Carlyle acquires 100% of Golden Goose Deluxe Brand

Global alternative asset manager The Carlyle Group (NASDAQ: CG) and a pool of investors led by Ergon Capital Partners today executed the agreement for the acquisition by Carlyle Europe Partners IV (CEP IV) of the entire shareholding in Golden Goose Deluxe Brand, an Italian luxury lifestyle fashion company. Today the company is controlled by Ergon Capital Partners III S.A. and participated by Zignago Holding S.p.A., the company’s founders and the Management team.

The transaction is expected to close by the end of March 2017. The investment will be made by Carlyle Europe Partners IV (CEP IV), a European-focused upper-mid market buyout fund. Golden Goose Deluxe Brand will be Carlyle’s fourth significant investment in the European fashion and apparel sector following previous investments in Moncler, TwinSet Simona Barbieri and Hunkemoller.

Established in 2000 with headquarters in Venice, Italy, Golden Goose Deluxe Brand is a fastgrowing high-end lifestyle fashion company, with strong positioning in the luxury sneaker market globally. Thanks to its distinctive product design and appeal, in the last few years the company has already delivered a consistent track record of continuous high growth, generating more than 100 million Euros revenues in 2016, with international markets accounting for almost 60% of such revenues.

Golden Goose Deluxe Brand is distributed worldwide through a network of more than 700 exclusive multi-brand stores and franchisees, along with 8 directly operated flagship stores.

Marco De Benedetti, Managing Director and Co-Head, Carlyle Europe Partners, said: “We admire Golden Goose’s stylistic unique brand identity, effective business model and undisputed capacity to innovate and create a new category of ‘luxury fashion sneakers’. We look forward to supporting Golden Goose Deluxe Brand with our strategic industry knowledge and through investments to build the potential for the brand, especially in United States and Asia, and predominantly though an acceleration of its worldwide retail and online presence.”

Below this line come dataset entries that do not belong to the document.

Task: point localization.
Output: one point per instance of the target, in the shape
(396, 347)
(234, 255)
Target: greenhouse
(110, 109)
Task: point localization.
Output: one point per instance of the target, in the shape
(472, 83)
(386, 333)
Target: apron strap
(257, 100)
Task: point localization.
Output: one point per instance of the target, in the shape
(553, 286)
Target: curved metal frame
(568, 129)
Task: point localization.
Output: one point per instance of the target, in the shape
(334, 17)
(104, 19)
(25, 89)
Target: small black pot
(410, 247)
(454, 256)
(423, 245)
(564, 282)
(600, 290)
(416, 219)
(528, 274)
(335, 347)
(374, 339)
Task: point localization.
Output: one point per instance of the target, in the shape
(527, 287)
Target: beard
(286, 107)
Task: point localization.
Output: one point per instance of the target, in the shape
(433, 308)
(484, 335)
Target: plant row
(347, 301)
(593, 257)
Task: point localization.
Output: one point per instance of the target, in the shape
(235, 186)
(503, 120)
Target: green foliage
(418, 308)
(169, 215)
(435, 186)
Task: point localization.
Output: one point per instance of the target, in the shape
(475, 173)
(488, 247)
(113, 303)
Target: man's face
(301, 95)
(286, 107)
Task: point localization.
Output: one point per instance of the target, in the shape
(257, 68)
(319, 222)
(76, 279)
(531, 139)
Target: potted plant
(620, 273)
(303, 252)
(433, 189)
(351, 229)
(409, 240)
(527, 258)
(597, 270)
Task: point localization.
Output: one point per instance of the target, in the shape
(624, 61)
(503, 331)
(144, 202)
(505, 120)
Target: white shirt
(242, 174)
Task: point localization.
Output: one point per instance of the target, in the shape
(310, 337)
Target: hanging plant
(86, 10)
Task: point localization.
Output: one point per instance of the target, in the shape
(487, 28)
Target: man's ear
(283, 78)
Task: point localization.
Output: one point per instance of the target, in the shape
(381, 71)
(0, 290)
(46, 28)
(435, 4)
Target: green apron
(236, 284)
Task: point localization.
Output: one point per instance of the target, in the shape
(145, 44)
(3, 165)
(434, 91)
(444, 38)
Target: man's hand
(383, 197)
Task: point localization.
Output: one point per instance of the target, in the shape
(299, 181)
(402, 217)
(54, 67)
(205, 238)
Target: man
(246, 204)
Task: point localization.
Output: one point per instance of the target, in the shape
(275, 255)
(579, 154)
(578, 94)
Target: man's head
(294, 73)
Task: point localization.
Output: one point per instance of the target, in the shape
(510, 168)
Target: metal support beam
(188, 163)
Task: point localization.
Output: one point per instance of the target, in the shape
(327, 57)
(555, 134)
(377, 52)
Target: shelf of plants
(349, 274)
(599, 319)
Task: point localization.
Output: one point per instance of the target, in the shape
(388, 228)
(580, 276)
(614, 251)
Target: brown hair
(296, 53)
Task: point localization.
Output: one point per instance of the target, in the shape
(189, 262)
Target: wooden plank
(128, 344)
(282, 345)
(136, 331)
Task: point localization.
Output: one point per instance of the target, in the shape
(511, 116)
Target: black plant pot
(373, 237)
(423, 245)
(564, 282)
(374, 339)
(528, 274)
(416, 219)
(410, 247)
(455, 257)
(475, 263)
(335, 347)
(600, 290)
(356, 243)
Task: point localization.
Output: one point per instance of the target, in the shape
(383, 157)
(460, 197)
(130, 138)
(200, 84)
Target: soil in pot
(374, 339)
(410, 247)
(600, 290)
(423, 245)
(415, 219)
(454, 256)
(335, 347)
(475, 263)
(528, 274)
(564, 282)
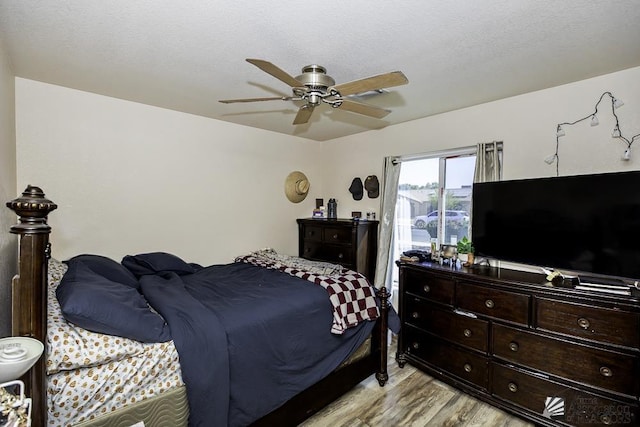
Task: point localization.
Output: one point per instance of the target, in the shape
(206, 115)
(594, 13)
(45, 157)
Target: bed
(164, 392)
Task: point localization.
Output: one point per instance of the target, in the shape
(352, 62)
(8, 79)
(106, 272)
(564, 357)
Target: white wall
(133, 178)
(8, 242)
(130, 178)
(526, 124)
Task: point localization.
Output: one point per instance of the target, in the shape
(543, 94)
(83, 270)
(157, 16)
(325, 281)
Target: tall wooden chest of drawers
(352, 244)
(554, 356)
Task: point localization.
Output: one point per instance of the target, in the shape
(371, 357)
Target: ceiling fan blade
(275, 98)
(394, 78)
(304, 114)
(276, 72)
(367, 110)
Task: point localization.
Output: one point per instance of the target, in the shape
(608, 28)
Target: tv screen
(584, 223)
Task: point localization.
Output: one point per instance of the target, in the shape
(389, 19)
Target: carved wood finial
(33, 209)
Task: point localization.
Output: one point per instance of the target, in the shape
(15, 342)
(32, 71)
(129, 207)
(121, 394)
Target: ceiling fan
(314, 87)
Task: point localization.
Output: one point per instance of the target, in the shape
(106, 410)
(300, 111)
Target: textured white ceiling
(186, 55)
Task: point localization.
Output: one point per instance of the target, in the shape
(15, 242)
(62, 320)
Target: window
(428, 186)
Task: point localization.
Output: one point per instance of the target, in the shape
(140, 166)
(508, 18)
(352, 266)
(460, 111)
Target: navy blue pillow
(108, 268)
(156, 262)
(98, 304)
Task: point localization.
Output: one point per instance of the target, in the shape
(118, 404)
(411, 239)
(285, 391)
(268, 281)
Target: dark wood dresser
(555, 356)
(353, 244)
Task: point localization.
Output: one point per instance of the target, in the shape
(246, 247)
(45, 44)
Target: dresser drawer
(432, 287)
(492, 302)
(569, 405)
(584, 364)
(461, 363)
(464, 330)
(312, 233)
(337, 235)
(594, 323)
(330, 253)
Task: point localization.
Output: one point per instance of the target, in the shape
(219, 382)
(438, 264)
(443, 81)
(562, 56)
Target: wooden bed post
(381, 375)
(29, 288)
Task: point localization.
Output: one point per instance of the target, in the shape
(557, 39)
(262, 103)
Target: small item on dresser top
(356, 189)
(373, 186)
(421, 256)
(332, 211)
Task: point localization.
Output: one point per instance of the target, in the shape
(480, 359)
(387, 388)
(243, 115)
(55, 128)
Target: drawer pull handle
(583, 323)
(606, 372)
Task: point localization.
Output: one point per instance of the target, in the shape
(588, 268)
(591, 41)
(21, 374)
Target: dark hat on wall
(373, 186)
(356, 189)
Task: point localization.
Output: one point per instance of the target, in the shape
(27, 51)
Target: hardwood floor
(410, 398)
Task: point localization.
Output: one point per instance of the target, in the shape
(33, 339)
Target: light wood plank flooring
(410, 398)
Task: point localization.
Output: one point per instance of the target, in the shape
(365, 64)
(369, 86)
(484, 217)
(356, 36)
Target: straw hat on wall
(296, 186)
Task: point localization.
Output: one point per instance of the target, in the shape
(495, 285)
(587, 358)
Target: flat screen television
(587, 224)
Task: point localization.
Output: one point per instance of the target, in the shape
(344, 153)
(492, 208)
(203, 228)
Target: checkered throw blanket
(350, 293)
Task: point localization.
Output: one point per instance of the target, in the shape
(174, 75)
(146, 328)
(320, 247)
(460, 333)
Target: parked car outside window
(421, 221)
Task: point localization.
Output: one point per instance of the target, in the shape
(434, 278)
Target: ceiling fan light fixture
(315, 87)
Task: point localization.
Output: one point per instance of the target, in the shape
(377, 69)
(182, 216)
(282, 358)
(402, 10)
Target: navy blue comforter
(248, 338)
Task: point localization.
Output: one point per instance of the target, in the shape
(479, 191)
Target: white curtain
(387, 220)
(488, 162)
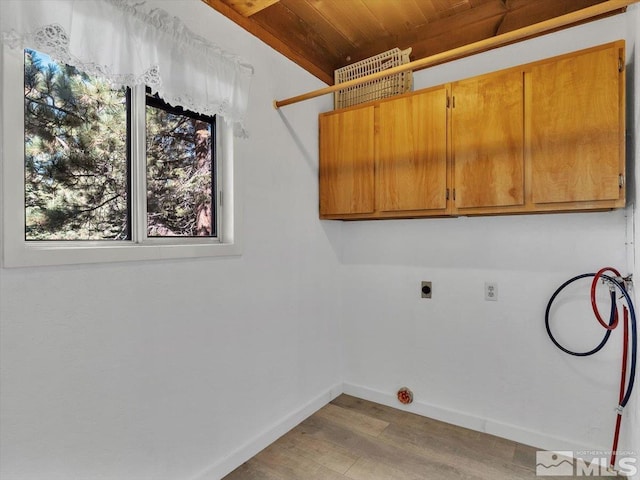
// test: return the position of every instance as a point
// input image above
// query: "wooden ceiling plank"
(352, 18)
(246, 8)
(333, 37)
(451, 30)
(428, 9)
(530, 31)
(270, 39)
(399, 18)
(299, 36)
(522, 13)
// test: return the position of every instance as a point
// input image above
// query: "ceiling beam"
(270, 39)
(246, 8)
(530, 31)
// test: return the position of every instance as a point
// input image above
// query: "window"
(108, 174)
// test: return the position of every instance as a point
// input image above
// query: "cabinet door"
(487, 141)
(412, 152)
(577, 127)
(347, 162)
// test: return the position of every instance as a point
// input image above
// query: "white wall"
(490, 365)
(181, 369)
(173, 370)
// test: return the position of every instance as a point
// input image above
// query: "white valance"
(131, 43)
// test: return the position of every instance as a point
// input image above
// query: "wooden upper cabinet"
(543, 137)
(577, 127)
(487, 141)
(347, 162)
(412, 152)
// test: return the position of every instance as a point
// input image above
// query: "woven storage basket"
(376, 89)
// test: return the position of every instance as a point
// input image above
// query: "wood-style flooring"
(356, 439)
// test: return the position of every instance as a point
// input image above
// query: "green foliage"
(179, 175)
(75, 154)
(76, 166)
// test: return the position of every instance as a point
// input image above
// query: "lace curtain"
(130, 43)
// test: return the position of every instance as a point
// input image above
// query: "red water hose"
(625, 344)
(594, 305)
(623, 379)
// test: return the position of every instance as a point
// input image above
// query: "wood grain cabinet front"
(576, 119)
(543, 137)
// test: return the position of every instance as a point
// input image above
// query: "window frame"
(18, 252)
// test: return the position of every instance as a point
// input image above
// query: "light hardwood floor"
(356, 439)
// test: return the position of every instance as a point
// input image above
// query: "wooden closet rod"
(476, 47)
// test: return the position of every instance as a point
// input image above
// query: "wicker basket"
(376, 89)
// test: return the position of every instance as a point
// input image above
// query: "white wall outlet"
(491, 291)
(425, 289)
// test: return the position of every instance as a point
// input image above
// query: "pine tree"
(75, 154)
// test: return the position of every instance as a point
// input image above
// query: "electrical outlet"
(425, 289)
(491, 291)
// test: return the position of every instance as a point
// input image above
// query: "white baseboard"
(486, 425)
(462, 419)
(268, 436)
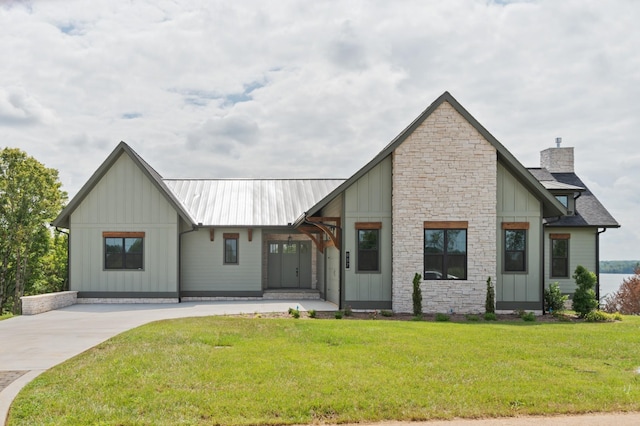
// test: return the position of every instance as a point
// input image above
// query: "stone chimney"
(557, 160)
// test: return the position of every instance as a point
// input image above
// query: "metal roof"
(249, 202)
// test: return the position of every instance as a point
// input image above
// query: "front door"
(289, 264)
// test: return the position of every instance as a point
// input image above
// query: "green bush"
(490, 302)
(584, 299)
(554, 300)
(417, 295)
(490, 316)
(440, 317)
(599, 316)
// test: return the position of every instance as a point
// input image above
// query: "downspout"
(598, 264)
(193, 228)
(68, 234)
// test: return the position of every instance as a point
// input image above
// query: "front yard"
(229, 370)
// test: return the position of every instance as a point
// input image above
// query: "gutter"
(193, 228)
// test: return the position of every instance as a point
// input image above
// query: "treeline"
(618, 266)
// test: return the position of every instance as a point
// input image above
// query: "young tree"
(30, 197)
(584, 299)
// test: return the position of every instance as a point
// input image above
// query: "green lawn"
(225, 370)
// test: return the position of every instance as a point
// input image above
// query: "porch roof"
(249, 202)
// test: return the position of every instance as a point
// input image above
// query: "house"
(444, 198)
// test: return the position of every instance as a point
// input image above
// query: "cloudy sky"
(317, 88)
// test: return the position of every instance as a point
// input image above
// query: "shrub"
(417, 295)
(490, 302)
(626, 299)
(440, 317)
(554, 300)
(490, 316)
(584, 299)
(599, 316)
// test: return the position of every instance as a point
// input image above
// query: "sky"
(313, 89)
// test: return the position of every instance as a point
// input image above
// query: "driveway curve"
(29, 345)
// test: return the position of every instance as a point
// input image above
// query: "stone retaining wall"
(33, 305)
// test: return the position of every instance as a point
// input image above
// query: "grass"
(225, 370)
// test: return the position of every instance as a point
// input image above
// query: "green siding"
(124, 200)
(517, 204)
(582, 251)
(203, 267)
(332, 257)
(369, 200)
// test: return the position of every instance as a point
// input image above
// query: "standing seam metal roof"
(249, 202)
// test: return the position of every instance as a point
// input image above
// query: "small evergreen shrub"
(417, 295)
(584, 299)
(490, 302)
(440, 317)
(490, 316)
(599, 316)
(554, 300)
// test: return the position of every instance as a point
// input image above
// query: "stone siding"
(444, 171)
(32, 305)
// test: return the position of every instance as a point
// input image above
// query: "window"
(123, 250)
(515, 246)
(560, 255)
(445, 251)
(368, 235)
(231, 249)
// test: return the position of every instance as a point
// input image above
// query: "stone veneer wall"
(444, 171)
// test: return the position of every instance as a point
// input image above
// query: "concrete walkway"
(30, 345)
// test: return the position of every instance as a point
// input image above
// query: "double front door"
(289, 264)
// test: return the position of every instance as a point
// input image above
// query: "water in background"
(611, 282)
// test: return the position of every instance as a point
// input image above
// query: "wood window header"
(446, 224)
(515, 225)
(368, 225)
(107, 234)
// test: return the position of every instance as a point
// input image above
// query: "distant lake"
(611, 282)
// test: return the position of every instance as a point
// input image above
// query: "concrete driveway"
(30, 345)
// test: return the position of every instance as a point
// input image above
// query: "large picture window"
(231, 249)
(560, 255)
(445, 251)
(123, 250)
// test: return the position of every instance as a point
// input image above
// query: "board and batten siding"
(332, 256)
(369, 200)
(517, 290)
(204, 272)
(582, 251)
(124, 200)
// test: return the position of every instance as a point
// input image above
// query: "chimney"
(557, 160)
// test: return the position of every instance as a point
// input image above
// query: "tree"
(30, 197)
(584, 299)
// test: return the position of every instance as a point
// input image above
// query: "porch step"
(291, 294)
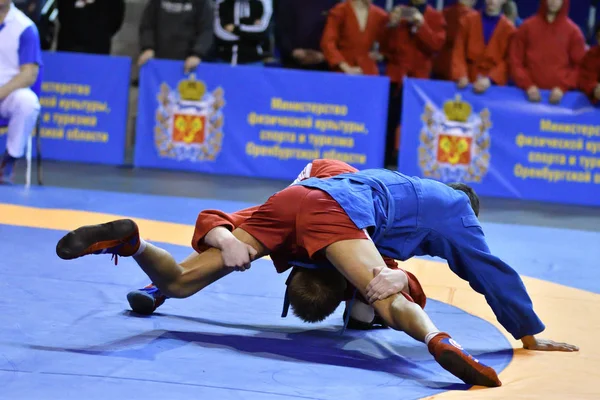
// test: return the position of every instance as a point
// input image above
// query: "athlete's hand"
(533, 343)
(237, 255)
(386, 282)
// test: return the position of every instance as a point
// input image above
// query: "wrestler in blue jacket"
(409, 216)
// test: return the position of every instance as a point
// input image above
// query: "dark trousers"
(394, 117)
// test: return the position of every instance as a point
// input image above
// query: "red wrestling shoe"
(119, 238)
(454, 359)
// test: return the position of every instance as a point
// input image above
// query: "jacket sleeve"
(588, 74)
(459, 52)
(499, 74)
(204, 28)
(576, 54)
(518, 70)
(117, 13)
(501, 285)
(209, 219)
(432, 34)
(330, 37)
(148, 26)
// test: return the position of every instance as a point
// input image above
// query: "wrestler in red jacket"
(481, 48)
(148, 299)
(442, 65)
(546, 52)
(352, 29)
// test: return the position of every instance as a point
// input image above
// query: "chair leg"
(28, 156)
(38, 145)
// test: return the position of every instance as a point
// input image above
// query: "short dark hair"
(473, 198)
(314, 294)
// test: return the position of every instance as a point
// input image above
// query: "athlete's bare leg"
(356, 259)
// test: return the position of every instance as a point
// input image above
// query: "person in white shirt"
(20, 82)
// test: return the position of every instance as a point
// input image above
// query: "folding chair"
(29, 151)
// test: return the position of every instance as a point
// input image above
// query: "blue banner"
(84, 111)
(253, 121)
(501, 144)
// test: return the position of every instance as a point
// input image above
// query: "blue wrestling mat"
(67, 333)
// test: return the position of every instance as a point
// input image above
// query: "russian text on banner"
(252, 121)
(84, 103)
(501, 144)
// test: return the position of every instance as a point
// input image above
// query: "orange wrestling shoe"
(119, 238)
(454, 359)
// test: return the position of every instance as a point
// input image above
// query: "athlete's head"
(315, 294)
(473, 198)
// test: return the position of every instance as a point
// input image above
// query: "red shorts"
(301, 217)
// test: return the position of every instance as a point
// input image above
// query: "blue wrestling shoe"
(146, 300)
(7, 172)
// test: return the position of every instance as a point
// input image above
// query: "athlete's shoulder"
(325, 168)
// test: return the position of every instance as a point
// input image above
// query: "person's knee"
(25, 103)
(314, 294)
(393, 310)
(176, 289)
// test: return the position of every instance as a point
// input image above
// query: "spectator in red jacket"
(546, 52)
(481, 48)
(589, 75)
(442, 66)
(417, 34)
(352, 29)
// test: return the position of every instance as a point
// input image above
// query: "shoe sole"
(462, 369)
(140, 303)
(92, 238)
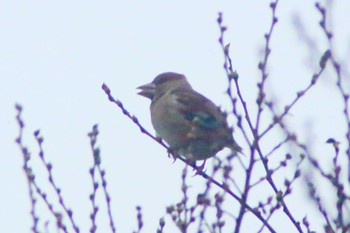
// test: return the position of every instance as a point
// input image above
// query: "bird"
(191, 124)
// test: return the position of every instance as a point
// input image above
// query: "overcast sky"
(55, 55)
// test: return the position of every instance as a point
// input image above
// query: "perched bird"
(191, 124)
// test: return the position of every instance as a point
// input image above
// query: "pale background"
(54, 56)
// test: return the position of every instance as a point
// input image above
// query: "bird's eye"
(159, 80)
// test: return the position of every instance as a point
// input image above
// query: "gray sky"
(54, 57)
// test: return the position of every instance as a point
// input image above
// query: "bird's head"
(162, 83)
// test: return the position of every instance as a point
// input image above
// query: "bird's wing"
(198, 109)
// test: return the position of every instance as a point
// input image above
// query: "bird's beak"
(147, 90)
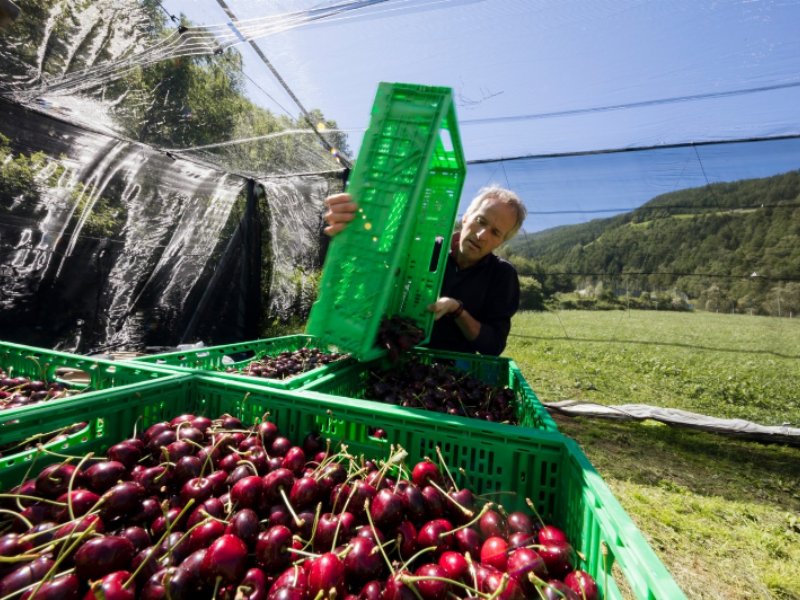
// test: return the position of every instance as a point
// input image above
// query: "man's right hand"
(341, 210)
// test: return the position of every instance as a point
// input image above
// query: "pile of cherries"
(195, 508)
(16, 392)
(397, 335)
(443, 388)
(288, 363)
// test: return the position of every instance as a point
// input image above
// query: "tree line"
(732, 247)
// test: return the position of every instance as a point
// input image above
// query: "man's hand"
(443, 306)
(341, 210)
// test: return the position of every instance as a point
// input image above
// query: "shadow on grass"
(659, 343)
(706, 464)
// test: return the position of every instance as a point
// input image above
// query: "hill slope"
(693, 240)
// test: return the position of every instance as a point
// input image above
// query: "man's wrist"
(457, 312)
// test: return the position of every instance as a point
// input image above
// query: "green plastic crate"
(390, 260)
(215, 359)
(544, 466)
(88, 375)
(78, 372)
(491, 370)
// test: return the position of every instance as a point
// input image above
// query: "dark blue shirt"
(490, 293)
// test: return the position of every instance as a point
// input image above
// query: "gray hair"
(506, 197)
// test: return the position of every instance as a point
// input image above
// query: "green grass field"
(722, 514)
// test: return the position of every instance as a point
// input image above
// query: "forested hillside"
(727, 246)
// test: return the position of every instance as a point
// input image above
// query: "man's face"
(484, 230)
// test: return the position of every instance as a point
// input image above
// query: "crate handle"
(435, 253)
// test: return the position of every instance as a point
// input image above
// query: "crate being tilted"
(389, 262)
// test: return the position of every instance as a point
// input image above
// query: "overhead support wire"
(234, 25)
(612, 107)
(774, 138)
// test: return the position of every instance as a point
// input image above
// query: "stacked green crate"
(84, 376)
(498, 372)
(227, 361)
(545, 467)
(389, 262)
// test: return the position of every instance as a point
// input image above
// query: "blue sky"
(533, 77)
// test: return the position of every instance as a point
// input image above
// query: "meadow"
(723, 514)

Emanuele Lembo, Managing Partner of Ergon Capital Advisors, added: “This transaction is exactly in line with Ergon’s investment philosophy and approach and we are very pleased with the successful partnership that Ergon has established with an excellent management team and its co-investors. Over the life of this investment, Ergon has supported the extraordinary development of the company accelerating its sales growth, also through the expansion of the retail network, with a constant focus on operational excellence. We trust that Golden Goose  Deluxe Brand and its outstanding management team will succeed in further creating value in the future and we are convinced that The Carlyle Group is the perfect partner for the company’s next phase of growth.”

About Golden Goose Deluxe Brand

Golden Goose Deluxe Brand is a leading Italian designer of contemporary luxury casual wear and accessories, mostly known globally for its Golden Goose sneakers brand. Since its foundation, the Company’s development strategy has been built on a high-end market positioning, proposing a contemporary, unique and consistent style over time with distinctive brand identity supported by a highly selective wholesale and retail distribution network in key markets such as Italy, UK, France, USA, Japan, Korea and more recently China. Golden Goose Deluxe Brand develops total look collections for both men and women and caters to the needs of quality-conscious sophisticated customers in search of a lifestyle brand that offers distinctiveness and differentiation from the mainstream global luxury brands. Headquartered in Venice, Italy, the company generated in 2016 sales in excess of 100 million Euros of which ~60% realized outside Italy and with a growth rate of ~30% on the previous year. Golden Goose Deluxe Brand is distributed worldwide through a network of over 700 exclusive multi-brand stores and franchisees, along with 8 directly operated flagship stores.